IBMs Watson Avatar
Everyone lives life through a filter, a delusion. It's a necessary buffer that once protected us from the thought that yes indeed, that tiger, that hyena, that other clan member, is going to kill and eat us; or, just kill us. Night terrors were once reality; sitting awake at night, wondering what those eyes in the dark are going to do is beyond terror to reality.
Thinking we are invincible, can fly, are invisible, or are protected by an all seeing, all powerful dude in a beard, certainly passes the time, and allows us to survive without murderous stomach ulcers or having a stroke, through one more night as a food source.
We have a new delusion. One that will be computer enhanced. It's called, Watson,
For three days this week, I watched IBM's Watson advanced computer play against two of the best Jeopardy! players. Pretty cool. Both as a media stunt and to show off its abilities, IBM began talking two years ago to Jeopardy producers about doing a show, not unlike that of IBMs Big Blue computer playing (and winning) a chess game against Gary Kasparov back in 1989.

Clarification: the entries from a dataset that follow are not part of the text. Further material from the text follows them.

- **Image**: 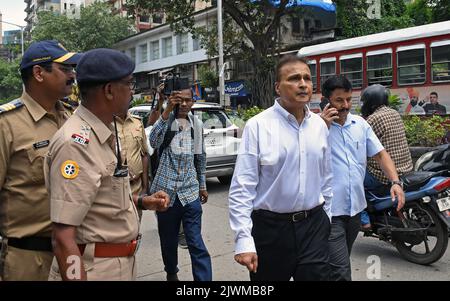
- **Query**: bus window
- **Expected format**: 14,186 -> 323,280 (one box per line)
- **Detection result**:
320,57 -> 336,86
431,40 -> 450,82
308,60 -> 317,92
339,53 -> 362,89
397,44 -> 425,85
366,48 -> 392,87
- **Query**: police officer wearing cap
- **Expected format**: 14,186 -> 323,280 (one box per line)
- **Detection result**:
0,41 -> 80,280
46,49 -> 169,280
116,105 -> 149,220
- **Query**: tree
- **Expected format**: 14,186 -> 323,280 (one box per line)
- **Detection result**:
406,0 -> 432,26
0,58 -> 22,104
127,0 -> 299,108
333,0 -> 414,38
31,2 -> 134,51
428,0 -> 450,22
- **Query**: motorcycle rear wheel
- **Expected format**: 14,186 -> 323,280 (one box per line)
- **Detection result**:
394,205 -> 449,265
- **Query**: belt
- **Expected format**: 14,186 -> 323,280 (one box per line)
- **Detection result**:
78,238 -> 140,257
7,236 -> 53,252
253,204 -> 323,223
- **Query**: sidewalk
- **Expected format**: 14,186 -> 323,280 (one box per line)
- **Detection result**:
137,199 -> 249,281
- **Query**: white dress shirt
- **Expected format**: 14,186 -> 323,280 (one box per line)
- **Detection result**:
228,99 -> 333,254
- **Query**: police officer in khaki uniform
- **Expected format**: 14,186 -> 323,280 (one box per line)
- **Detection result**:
46,49 -> 169,280
0,41 -> 80,280
116,113 -> 149,203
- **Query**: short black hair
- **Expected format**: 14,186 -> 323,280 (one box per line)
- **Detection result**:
361,84 -> 389,117
20,62 -> 53,85
322,74 -> 352,99
275,54 -> 309,82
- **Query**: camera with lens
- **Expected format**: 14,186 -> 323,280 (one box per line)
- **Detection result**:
162,74 -> 191,118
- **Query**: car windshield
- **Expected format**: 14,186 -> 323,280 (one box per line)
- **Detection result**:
194,109 -> 231,129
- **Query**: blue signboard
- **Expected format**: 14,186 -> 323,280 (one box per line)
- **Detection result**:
225,80 -> 247,96
251,0 -> 336,12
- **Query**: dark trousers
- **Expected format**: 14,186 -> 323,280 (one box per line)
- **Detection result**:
157,198 -> 212,281
250,205 -> 330,281
329,214 -> 361,281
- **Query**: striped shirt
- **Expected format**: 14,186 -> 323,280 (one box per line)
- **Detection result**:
367,106 -> 413,184
149,117 -> 206,206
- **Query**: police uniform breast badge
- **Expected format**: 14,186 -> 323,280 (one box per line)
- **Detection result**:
61,160 -> 80,180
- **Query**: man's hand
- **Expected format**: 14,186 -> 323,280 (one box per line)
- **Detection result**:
142,190 -> 170,211
199,190 -> 208,204
320,104 -> 339,128
234,252 -> 258,273
162,91 -> 181,120
391,184 -> 405,211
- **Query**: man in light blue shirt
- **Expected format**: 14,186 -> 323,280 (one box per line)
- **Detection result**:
322,75 -> 405,281
229,56 -> 332,281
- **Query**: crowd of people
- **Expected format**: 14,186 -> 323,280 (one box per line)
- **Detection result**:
0,41 -> 437,281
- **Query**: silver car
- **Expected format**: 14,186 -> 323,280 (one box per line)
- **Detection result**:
129,102 -> 241,184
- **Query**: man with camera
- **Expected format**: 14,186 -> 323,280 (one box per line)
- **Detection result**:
150,78 -> 212,281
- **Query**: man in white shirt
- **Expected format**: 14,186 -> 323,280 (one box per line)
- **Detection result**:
229,56 -> 332,281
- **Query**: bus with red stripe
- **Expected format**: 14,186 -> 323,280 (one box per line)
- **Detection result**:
298,21 -> 450,115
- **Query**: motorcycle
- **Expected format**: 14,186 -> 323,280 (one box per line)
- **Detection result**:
414,144 -> 450,171
364,171 -> 450,265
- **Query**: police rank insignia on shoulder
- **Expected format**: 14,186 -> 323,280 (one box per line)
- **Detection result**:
61,160 -> 80,180
0,99 -> 23,114
72,134 -> 89,145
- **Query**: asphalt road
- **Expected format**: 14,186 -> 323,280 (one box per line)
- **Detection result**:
137,178 -> 450,281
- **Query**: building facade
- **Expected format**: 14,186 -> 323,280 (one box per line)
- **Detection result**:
115,3 -> 336,104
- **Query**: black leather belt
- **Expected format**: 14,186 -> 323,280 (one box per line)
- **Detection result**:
8,236 -> 53,252
253,204 -> 323,223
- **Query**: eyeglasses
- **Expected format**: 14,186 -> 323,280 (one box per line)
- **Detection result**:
118,79 -> 136,90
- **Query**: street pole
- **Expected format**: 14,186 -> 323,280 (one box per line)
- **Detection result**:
0,21 -> 25,56
217,0 -> 225,106
20,27 -> 23,57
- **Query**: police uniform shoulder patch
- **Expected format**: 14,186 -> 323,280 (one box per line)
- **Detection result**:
60,100 -> 75,113
61,160 -> 80,180
0,98 -> 23,115
130,115 -> 142,120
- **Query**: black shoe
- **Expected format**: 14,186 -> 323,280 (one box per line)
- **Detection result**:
166,274 -> 180,281
178,233 -> 188,249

Jeopardy! will go to charity.
This is one of those things that some day in the future, people may well talk about this three episode day shows of Watson against two of Jeopardy's best players from years past. The longest running player and the highest dollar winning player.

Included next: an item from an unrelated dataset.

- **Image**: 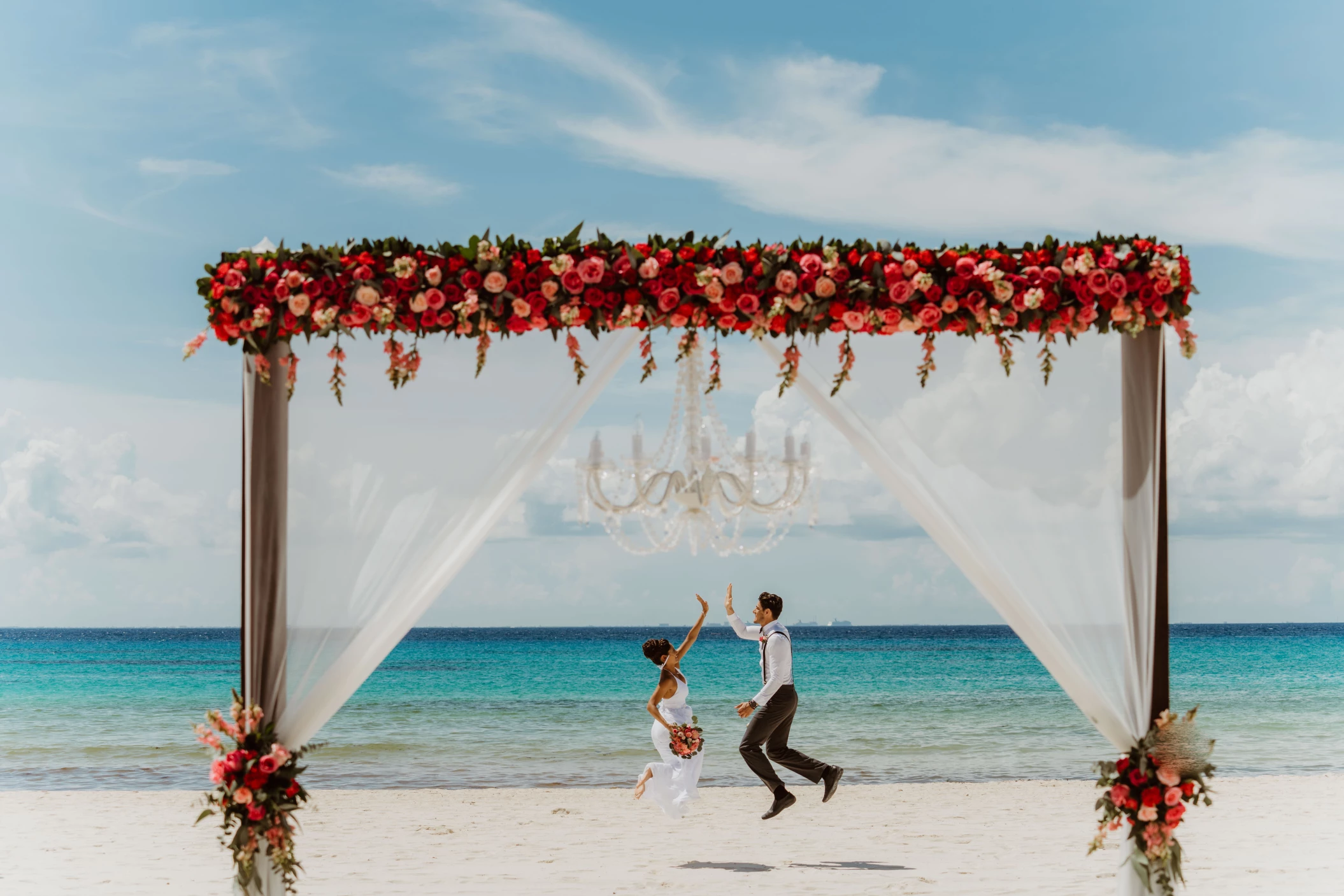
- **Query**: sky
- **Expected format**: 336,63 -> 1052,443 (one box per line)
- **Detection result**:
0,0 -> 1344,626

Watson had some quirky moments, like on Final Jeopardy, losing the answer, but winning by having the most monetary win for the day and only betting $947. What the formula is to have allowed it to judge that move is unknown but it was some great showmanship.
After competing against the two greatest Jeopardy! champions of all time, the technology behind Watson will now be applied to some of the world’s most enticing challenges.

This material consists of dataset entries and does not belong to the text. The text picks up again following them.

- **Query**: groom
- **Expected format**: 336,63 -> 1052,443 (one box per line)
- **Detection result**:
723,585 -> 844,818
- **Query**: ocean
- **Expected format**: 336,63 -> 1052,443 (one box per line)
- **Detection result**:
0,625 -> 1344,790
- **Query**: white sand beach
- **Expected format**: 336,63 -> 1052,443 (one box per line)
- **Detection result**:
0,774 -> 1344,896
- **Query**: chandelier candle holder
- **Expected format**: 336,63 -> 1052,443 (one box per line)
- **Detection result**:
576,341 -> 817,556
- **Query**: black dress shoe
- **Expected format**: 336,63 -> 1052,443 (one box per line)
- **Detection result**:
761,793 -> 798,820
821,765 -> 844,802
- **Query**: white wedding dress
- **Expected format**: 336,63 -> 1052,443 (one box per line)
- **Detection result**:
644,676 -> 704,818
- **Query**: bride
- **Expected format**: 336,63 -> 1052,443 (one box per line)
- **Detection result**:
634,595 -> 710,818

“We’re just so excited about all the things we can do with this.” David Ferrucci, Watson Principal Investigator, IBM Research.
Preparing Watson for the Jeopardy! stage posed a unique challenge to the team: how to represent a system of 90 servers and hundreds of custom algorithms for the viewing public. The result? A dynamic visual avatar based on the smarter planet icon. A speaking voice that clearly pronounces a vast vocabulary. And an answer panel that reveals the system’s top responses and confidence levels. Watch the video to find out more about each of these elements.
Operating on a single CPU, it could take Watson two hours to answer a single question. A typical Jeopardy!contestant can accomplish this feat in less than three seconds. For Watson to rival the speed of its human competitors in delivering a single, precise answer to a question requires custom algorithms, terabytes of storage and thousands of POWER7 computing cores working in a massively parallel system.
“There’s a pattern here. It’s random, chaotic but it’s all based on data generated by Watson as it plays the game.” Joshua Davis, Digital Artist and Watson Avatar Collaborator
Watson was optimized to tackle a specific challenge: competing against the world's best Jeopardy! contestants. Beyond Jeopardy!, the IBM team is working to deploy this technology across industries such as healthcare, finance and customer service.
Now that Watson has won, it will be helping to analyze medical records for two hospitals.
One more thing to point out that the Future, is now.